Au cours d’une mission à Esnandes, vous avez eu maille à partir avec une population plutôt récalcitrante dans ce village : les marins avaient décidé de faire la fête plutôt que de venir vous écouter ?

Les Jésuites avaient souhaité venir prêcher avec moi dans ce secteur et cela commençait à se savoir, si bien que les foules se pressaient en grand nombre à chaque fois qu’une mission s’organisait.

Pour la mission d’Esnandes, la période était rude, l’hiver glacial, la mission précédait la fête de Noël. La population était principalement composée de commerçants et de marins. La clôture avait lieu la veille de Noël avec la plantation d’une grande croix dans le village. Comme c’était de rigueur à l’époque, la veille de Noël était un jour de jeûne et d’abstinence. Esnandes attirait pour cette fête bien des gens d’ailleurs qui venaient pour festoyer et tout le monde se réunissait chez un aubergiste célèbre nommé Morcant. Au moment de la cérémonie qui avait commencé à l’Eglise, tout ce petit monde menait grande vie autour de tables bien garnies et au son des violons. L’église retentissait de tout ce bruit. Pour prévenir ce scandale je me rends à l’auberge et demande fermement au maître du logis et à ses hôtes d’éviter le tumulte et de respecter cette journée de pénitence. Mais déjà échauffés, tous se rebiffent et ripostent par des injures, l’aubergiste fait chorus avec sa clientèle.

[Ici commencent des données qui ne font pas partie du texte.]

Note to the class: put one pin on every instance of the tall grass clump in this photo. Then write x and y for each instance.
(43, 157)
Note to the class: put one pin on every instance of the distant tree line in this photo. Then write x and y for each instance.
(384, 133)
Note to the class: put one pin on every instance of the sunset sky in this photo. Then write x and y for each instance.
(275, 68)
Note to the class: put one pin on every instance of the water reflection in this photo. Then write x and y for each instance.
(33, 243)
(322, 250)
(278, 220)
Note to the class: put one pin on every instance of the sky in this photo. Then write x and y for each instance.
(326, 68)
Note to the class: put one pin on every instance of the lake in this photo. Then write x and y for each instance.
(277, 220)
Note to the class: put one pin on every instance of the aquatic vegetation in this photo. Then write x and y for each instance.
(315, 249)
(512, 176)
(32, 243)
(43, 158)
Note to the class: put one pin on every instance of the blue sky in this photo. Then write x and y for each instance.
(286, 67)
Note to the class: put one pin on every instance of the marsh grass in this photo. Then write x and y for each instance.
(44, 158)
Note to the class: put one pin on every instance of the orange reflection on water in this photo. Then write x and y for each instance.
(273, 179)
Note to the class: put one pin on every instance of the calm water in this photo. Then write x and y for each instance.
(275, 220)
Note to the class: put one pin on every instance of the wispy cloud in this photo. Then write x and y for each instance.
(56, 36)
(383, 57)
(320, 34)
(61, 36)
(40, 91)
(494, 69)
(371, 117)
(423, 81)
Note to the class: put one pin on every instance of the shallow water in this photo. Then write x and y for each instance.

Dans le brouhaha et sous les insultes je m’agenouille au milieu d’eux et je prie. Morcant s’enhardit dans l’outrage non seulement envers moi, mais surtout envers le Christ si bien que je lui lance cette phrase : «Va malheureux, tu périras misérablement, toi et ta famille ». Redoublant d’audace, l’aubergiste poussa tout son monde à redoubler le tapage jusqu’à la fin des cérémonies.

Quelques jours plus tard, la colère divine le frappait : saisi d’un étrange tremblement qui lui agitait tout le corps, il devint incapable de tout travail professionnel. La famille de celui qu’on appela désormais « le trembleur » finit dans la misère et l’abandon. (Extraits du livre « En haute mer »)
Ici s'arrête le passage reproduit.